Exploring the intricacies of confounding and suppression effects in linear regression: A deeper look
In this post, I want to write about some aspects of confounding effects and suppression effects that are often neglected in discussions surrounding these concepts in the context of linear regression. I was prompted to investigate this topic by the following question:
When we run a regression of \(y\in \mathbb{R}^n\) on both \(x_1, x_2\in\mathbb{R}^n\), the \(t\)-tests for both predictors are significant. However, when we run a regression on each predictor individually, the \(t\)-test is insignificant. What could be the reason for this? |
While the answer to this is suppression effects which are visually explained in the StackExchange answers by Jake Westfall and ttnphns, and in Friedman and Wall (2005), I realize some fundamental issues need to emphasize beyond the technical consideration.
This question raises fundamental issues in understanding linear regression. In a typical linear regression book, when introducing linear regression and the related results, it only considers one model at hand with fixed predictor variables. Therefore, the interpretation of regression coefficients and their \(t\)-tests are crystal clear, and there is no ambiguity. However, when considering different linear models with different predictors simultaneously, the interpretation of regression coefficients and their \(t\)-tests becomes ambiguous and subtle.
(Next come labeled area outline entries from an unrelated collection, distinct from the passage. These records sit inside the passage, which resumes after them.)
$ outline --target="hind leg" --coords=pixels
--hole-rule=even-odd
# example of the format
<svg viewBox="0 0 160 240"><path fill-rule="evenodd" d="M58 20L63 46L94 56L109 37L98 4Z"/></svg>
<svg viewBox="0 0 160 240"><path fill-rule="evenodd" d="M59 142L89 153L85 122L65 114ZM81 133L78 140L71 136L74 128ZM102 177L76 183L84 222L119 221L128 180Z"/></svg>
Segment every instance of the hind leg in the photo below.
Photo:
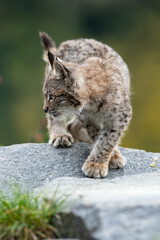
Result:
<svg viewBox="0 0 160 240"><path fill-rule="evenodd" d="M67 123L67 130L73 138L79 142L92 143L86 128L82 125L81 121L77 118L72 119Z"/></svg>
<svg viewBox="0 0 160 240"><path fill-rule="evenodd" d="M115 147L111 159L109 161L110 168L123 168L126 164L126 159L122 156L119 149Z"/></svg>

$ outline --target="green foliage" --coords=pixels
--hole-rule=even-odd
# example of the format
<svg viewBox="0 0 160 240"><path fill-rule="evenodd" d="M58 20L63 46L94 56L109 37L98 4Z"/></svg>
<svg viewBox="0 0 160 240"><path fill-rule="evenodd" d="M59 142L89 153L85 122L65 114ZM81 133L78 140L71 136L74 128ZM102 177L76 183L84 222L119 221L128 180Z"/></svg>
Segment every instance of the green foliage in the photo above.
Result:
<svg viewBox="0 0 160 240"><path fill-rule="evenodd" d="M58 237L57 229L51 225L59 221L65 198L39 199L29 191L22 191L15 185L11 196L0 191L0 239L40 240Z"/></svg>

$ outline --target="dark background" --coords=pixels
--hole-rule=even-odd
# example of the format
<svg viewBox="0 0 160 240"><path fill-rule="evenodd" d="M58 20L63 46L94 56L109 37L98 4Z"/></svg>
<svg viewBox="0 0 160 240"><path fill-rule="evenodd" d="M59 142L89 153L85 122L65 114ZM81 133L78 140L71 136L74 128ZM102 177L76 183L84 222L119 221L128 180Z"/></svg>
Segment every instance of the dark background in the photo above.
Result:
<svg viewBox="0 0 160 240"><path fill-rule="evenodd" d="M160 1L0 0L0 144L47 141L39 31L95 38L127 62L133 119L122 146L160 151Z"/></svg>

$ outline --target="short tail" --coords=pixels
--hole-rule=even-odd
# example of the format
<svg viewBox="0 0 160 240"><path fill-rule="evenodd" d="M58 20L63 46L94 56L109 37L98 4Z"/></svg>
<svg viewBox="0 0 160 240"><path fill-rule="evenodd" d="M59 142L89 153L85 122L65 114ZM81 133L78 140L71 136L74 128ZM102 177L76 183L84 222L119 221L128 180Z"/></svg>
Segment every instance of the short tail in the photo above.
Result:
<svg viewBox="0 0 160 240"><path fill-rule="evenodd" d="M50 51L51 53L55 54L56 53L56 44L55 42L51 39L51 37L48 36L47 33L45 32L40 32L40 39L41 39L41 43L44 47L44 55L43 55L43 59L45 61L47 61L48 57L48 51Z"/></svg>

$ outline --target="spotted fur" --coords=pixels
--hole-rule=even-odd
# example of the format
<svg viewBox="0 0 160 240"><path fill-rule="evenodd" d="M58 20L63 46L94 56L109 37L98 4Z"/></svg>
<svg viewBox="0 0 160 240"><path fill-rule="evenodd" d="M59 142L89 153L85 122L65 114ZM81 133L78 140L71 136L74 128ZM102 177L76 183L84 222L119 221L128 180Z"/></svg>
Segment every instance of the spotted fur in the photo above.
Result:
<svg viewBox="0 0 160 240"><path fill-rule="evenodd" d="M66 41L57 49L46 33L41 40L49 142L69 147L73 136L93 143L82 166L87 177L105 177L109 167L124 167L117 145L132 116L127 65L111 47L93 39ZM74 118L66 125L68 115Z"/></svg>

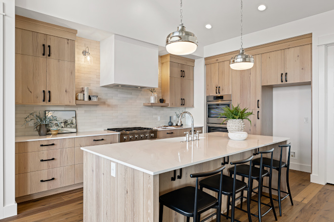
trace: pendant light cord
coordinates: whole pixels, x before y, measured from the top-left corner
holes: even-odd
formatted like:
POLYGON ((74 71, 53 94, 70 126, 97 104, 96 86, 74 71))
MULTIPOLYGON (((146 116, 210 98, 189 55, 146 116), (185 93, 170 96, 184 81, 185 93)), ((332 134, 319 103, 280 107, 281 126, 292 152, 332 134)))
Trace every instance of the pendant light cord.
POLYGON ((181 24, 182 24, 182 19, 183 19, 183 16, 182 16, 182 0, 181 0, 180 6, 181 7, 180 9, 180 20, 181 20, 181 24))
MULTIPOLYGON (((242 0, 241 0, 241 49, 242 49, 242 0)), ((181 0, 181 2, 182 2, 182 0, 181 0)))

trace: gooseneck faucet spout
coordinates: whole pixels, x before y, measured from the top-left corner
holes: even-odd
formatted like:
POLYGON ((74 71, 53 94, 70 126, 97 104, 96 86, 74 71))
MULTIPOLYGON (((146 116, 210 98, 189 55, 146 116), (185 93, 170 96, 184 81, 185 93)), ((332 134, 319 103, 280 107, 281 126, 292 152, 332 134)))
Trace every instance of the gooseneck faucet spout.
POLYGON ((180 115, 180 117, 179 118, 179 122, 178 122, 178 125, 179 126, 181 125, 181 119, 182 118, 182 116, 185 114, 189 114, 189 115, 190 116, 190 118, 191 119, 191 141, 193 141, 195 140, 194 139, 194 118, 192 117, 191 114, 187 111, 185 111, 184 112, 182 112, 180 115))

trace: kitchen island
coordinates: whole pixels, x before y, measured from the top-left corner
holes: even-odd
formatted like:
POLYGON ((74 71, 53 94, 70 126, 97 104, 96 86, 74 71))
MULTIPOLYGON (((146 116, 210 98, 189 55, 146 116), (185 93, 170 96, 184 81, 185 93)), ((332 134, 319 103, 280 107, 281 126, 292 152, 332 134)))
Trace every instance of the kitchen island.
MULTIPOLYGON (((289 139, 249 135, 245 140, 236 141, 220 132, 200 136, 199 140, 188 142, 184 137, 177 137, 81 147, 84 221, 158 221, 159 196, 186 186, 194 186, 191 174, 217 169, 225 162, 224 173, 228 175, 229 162, 248 157, 257 148, 275 148, 274 158, 279 159, 278 145, 286 144, 289 139)), ((284 151, 283 161, 286 159, 284 151)), ((273 187, 277 188, 275 171, 273 187)), ((283 191, 286 190, 285 174, 284 171, 281 180, 283 191)), ((257 186, 256 182, 254 186, 257 186)), ((223 212, 227 207, 227 198, 223 197, 223 212)), ((203 213, 201 218, 212 212, 203 213)), ((163 221, 185 221, 186 218, 165 207, 163 221)))

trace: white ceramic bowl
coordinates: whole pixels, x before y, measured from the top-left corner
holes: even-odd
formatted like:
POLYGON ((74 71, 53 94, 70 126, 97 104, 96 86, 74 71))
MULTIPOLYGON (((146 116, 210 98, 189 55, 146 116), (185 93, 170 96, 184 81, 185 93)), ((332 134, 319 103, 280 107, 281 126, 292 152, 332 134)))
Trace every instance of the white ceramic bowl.
POLYGON ((248 137, 248 133, 245 132, 229 132, 228 137, 233 140, 243 140, 248 137))

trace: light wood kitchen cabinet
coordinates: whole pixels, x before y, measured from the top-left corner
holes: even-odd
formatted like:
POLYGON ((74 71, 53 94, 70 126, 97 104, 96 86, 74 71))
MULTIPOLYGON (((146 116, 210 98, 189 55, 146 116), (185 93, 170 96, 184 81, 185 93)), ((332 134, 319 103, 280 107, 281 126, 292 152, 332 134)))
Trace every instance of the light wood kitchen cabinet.
POLYGON ((75 65, 47 60, 47 101, 52 104, 75 104, 75 65))
POLYGON ((42 57, 15 54, 16 103, 46 103, 46 60, 42 57))
POLYGON ((263 86, 311 82, 311 44, 262 54, 263 86))
POLYGON ((284 49, 284 83, 311 81, 311 45, 284 49))
POLYGON ((256 55, 254 66, 246 70, 231 70, 232 103, 242 108, 260 108, 261 99, 261 57, 256 55))
POLYGON ((47 35, 15 28, 15 53, 46 57, 47 35))
POLYGON ((170 107, 194 107, 194 60, 175 55, 161 57, 161 94, 170 107))
POLYGON ((232 93, 232 70, 230 61, 206 65, 206 95, 232 93))
POLYGON ((47 36, 47 58, 75 62, 75 41, 64 38, 47 36))

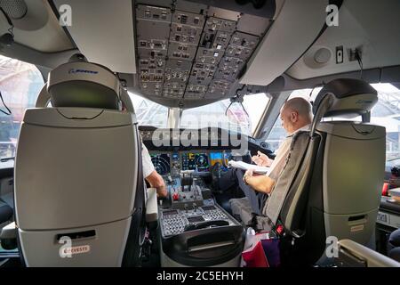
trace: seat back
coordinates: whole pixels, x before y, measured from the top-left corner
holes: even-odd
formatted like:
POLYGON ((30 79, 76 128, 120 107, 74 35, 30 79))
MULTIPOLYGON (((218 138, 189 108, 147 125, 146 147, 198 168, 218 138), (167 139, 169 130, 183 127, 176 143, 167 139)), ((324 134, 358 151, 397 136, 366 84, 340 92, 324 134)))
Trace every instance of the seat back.
MULTIPOLYGON (((85 63, 79 62, 80 70, 106 72, 109 85, 109 70, 85 63)), ((52 71, 44 92, 53 108, 27 110, 17 147, 15 212, 24 262, 28 266, 137 265, 144 184, 135 116, 119 110, 119 92, 110 92, 121 90, 115 76, 112 87, 92 89, 92 99, 104 88, 107 96, 100 96, 99 108, 92 100, 90 108, 83 107, 83 96, 68 98, 65 91, 68 81, 73 93, 89 81, 87 94, 97 86, 89 73, 84 78, 65 73, 65 80, 58 79, 62 96, 52 96, 51 78, 68 69, 61 67, 52 71)))
POLYGON ((288 191, 282 207, 271 212, 274 206, 269 201, 265 213, 276 225, 284 226, 298 248, 307 248, 307 255, 299 252, 310 262, 324 255, 328 237, 368 245, 374 234, 384 179, 386 131, 365 121, 376 102, 376 91, 368 84, 334 80, 316 100, 310 133, 299 134, 302 140, 293 139, 292 150, 305 145, 301 141, 308 142, 307 149, 291 152, 270 197, 284 183, 288 191), (321 122, 324 117, 349 114, 363 115, 364 122, 321 122), (301 163, 291 171, 296 161, 301 163))

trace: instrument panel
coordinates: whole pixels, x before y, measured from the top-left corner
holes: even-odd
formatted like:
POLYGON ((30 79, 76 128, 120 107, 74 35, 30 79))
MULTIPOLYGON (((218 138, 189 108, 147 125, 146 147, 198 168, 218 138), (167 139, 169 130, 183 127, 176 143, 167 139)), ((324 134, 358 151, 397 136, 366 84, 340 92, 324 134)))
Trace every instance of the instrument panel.
POLYGON ((180 170, 194 170, 197 175, 208 175, 215 164, 228 167, 231 151, 149 151, 151 161, 161 175, 177 176, 180 170))
POLYGON ((192 12, 185 1, 165 6, 146 2, 136 5, 135 13, 138 79, 140 91, 156 97, 227 96, 271 22, 267 14, 204 4, 192 12))

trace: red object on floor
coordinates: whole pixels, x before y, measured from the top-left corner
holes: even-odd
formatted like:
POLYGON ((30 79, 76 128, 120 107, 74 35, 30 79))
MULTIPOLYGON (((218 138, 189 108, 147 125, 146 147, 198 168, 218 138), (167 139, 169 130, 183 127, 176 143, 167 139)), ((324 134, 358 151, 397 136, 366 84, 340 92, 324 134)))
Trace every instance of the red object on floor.
POLYGON ((242 253, 246 267, 269 267, 261 241, 258 241, 254 248, 242 253))

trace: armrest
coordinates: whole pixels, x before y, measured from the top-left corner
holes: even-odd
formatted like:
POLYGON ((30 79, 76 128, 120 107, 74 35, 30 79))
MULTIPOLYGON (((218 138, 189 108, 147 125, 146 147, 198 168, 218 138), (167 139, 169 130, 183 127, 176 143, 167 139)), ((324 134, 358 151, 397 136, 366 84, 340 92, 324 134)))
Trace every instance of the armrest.
POLYGON ((366 267, 400 267, 400 263, 350 240, 339 241, 339 260, 366 267))
POLYGON ((157 191, 156 188, 148 188, 148 200, 146 200, 146 222, 151 223, 157 220, 157 191))
POLYGON ((17 238, 17 228, 15 222, 12 222, 1 230, 0 240, 12 240, 17 238))

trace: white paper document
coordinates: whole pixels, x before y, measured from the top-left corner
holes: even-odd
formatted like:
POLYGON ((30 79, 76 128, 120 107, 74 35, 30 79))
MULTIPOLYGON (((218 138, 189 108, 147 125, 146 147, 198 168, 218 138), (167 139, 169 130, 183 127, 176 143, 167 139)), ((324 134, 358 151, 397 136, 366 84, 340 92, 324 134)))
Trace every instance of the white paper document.
POLYGON ((252 169, 255 173, 260 175, 268 175, 270 169, 270 167, 259 167, 255 164, 248 164, 243 161, 229 160, 228 164, 231 167, 240 168, 243 170, 252 169))

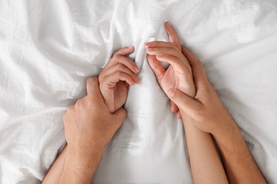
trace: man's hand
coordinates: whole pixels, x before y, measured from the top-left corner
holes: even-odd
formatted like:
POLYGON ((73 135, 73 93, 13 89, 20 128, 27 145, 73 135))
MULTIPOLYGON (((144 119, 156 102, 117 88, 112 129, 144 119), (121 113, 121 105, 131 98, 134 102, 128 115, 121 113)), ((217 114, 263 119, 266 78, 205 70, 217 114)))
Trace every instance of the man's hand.
POLYGON ((97 77, 87 80, 87 95, 69 107, 63 117, 68 146, 80 151, 102 151, 126 116, 120 108, 111 114, 101 96, 97 77))
POLYGON ((125 103, 129 86, 140 82, 138 67, 126 57, 134 51, 134 47, 119 50, 99 74, 100 91, 111 113, 125 103))
POLYGON ((62 183, 90 183, 104 148, 126 116, 122 108, 109 112, 97 77, 87 79, 87 91, 63 117, 68 149, 62 183))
In this post, I aim to illustrate the three points:
- The interpretation of linear regression coefficients can change when considering different models.
- Changes in the significance of \(t\)-tests are not purely related to the change in the explanation of the variability in \(Y\) after incorporating a confounder or suppressor. It is also closely tied to changes in the target of inference.
- The significance of the \(t\)-test should be carefully considered and not hastily regarded as an indicator of a good predictor.